Friday, 25 March 2016

The Lent Project #9 How to Spend Your Good Friday

There is a part of me that for many years shrank from Good Friday. It just seemed like an unnecessarily mournful day, where we'd feel guilty if we laughed or were lighthearted, kind of like when you're at the funeral of someone you're not close to, and feel the need for somber faces without any inner disposition toward somberness.

Then some years ago as I began to go deeper into my faith, my heart came to know that

It was MY infirmities that he bore, MY sufferings that he endured, he was pierced for MY offenses, crushed for MY sins; upon him was the chastisement that makes ME whole, by his stripes *I* am being healed. 

It was not the suffering of a stranger, but One whom I know and love, One who looks at me with a gaze of such tender love, even as He is bruised and bloody, and the suffering still isn't over. One who knows my ugliest sin, and has not only loved me and forgiven me for it, but has made a way for me to be holy, to be different, by taking on the sin that I hate, and fighting it for me.

But what could I do with that knowledge? What does He want from me?

In the Passion of the Christ, I saw Mama Mary living it with Him. She didn't look away. How comforting, how consoling it must have been to be accompanied by the ones you love into the darkest valley you have tread. I've felt it, when I have struggled the most, no one could take my suffering away from me, but their presence, their silent entering into my suffering, their sympathetic gaze took some of the sting away.

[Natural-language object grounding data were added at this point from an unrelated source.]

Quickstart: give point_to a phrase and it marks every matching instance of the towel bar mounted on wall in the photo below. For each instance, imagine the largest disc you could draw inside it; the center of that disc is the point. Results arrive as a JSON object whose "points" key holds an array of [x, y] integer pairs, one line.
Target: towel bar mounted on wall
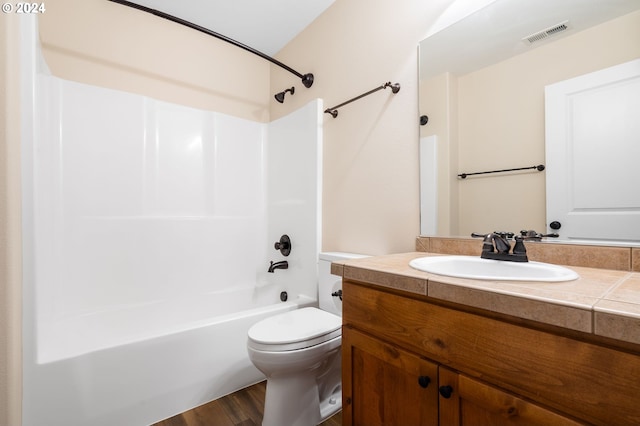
{"points": [[307, 79], [539, 167], [395, 88]]}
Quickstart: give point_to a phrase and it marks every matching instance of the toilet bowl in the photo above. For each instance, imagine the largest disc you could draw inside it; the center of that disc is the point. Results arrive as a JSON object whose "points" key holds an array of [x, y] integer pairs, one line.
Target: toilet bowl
{"points": [[299, 353]]}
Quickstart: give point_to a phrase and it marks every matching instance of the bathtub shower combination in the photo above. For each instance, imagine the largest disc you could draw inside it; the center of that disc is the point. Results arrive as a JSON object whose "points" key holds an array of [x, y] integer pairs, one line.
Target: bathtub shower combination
{"points": [[149, 228]]}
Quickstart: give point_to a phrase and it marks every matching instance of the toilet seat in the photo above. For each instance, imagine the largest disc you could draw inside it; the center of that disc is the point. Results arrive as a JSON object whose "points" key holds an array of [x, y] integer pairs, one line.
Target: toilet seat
{"points": [[293, 330]]}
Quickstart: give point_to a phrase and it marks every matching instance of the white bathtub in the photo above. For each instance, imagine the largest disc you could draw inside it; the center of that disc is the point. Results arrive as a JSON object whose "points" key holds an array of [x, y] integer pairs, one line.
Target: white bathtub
{"points": [[139, 365]]}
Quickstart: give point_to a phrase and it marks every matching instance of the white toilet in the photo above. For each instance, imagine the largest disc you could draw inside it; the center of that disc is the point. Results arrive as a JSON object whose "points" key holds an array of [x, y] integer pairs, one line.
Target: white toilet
{"points": [[299, 352]]}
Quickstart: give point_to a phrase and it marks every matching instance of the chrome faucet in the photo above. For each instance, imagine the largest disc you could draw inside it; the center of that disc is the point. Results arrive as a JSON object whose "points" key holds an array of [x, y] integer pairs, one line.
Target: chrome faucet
{"points": [[278, 265], [496, 246]]}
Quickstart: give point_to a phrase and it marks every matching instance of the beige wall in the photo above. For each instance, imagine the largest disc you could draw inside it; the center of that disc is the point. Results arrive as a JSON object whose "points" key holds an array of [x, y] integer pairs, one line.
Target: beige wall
{"points": [[501, 123], [10, 242], [106, 44], [370, 194]]}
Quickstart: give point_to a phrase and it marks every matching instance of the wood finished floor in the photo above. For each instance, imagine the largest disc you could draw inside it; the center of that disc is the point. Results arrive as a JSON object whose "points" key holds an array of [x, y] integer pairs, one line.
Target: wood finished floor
{"points": [[242, 408]]}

C.S Lewis depicts it so beautifully in 'The Lion, The Witch and The Wardrobe', as Lucy and Susan walk with Aslan on the night before he is taken captive by the Witch, and then watch with deep grief as He is mocked and killed in the hour when evil seemed to triumph.

Fr. Raneiro Cantalamessa talks about his indignation when he hears some people say that the joy of the Resurrection should be proclaimed, but we should avoid returning to a certain kind of spirituality that is too oriented towards suffering.
'It is true we should emphasize faith and the joy of the Resurrection to the extreme, but the balance does not lie in scaling back to moderate doses of self-denial and of the cross. That is an entirely a human way of thinking. The balance comes only in carrying both to extremes: fully accepting the cross in the depths of our souls so that we can fully experience the Resurrection in the depths of our souls.' Sober Intoxication of the Spirit
So on this Good Friday, let us walk with the Lord. Let us fast, and embrace the hunger, offering it to Him as a sacrifice to console Him. Let us bear patiently the heat and the long Good Friday service. Let us be extra gentle with the people around us. Let us take on the little extras to be with Him- the parish Way of the Cross, spending an hour in prayer, reading Good Friday reflections, praying the Divine Mercy chaplet at 3- the hour of mercy on Good Friday! What a powerful hour to pray for the conversion of souls.

Just be close to Him, tenderly speaking with Him through this day, keeping a place of silence within you, where He can rest.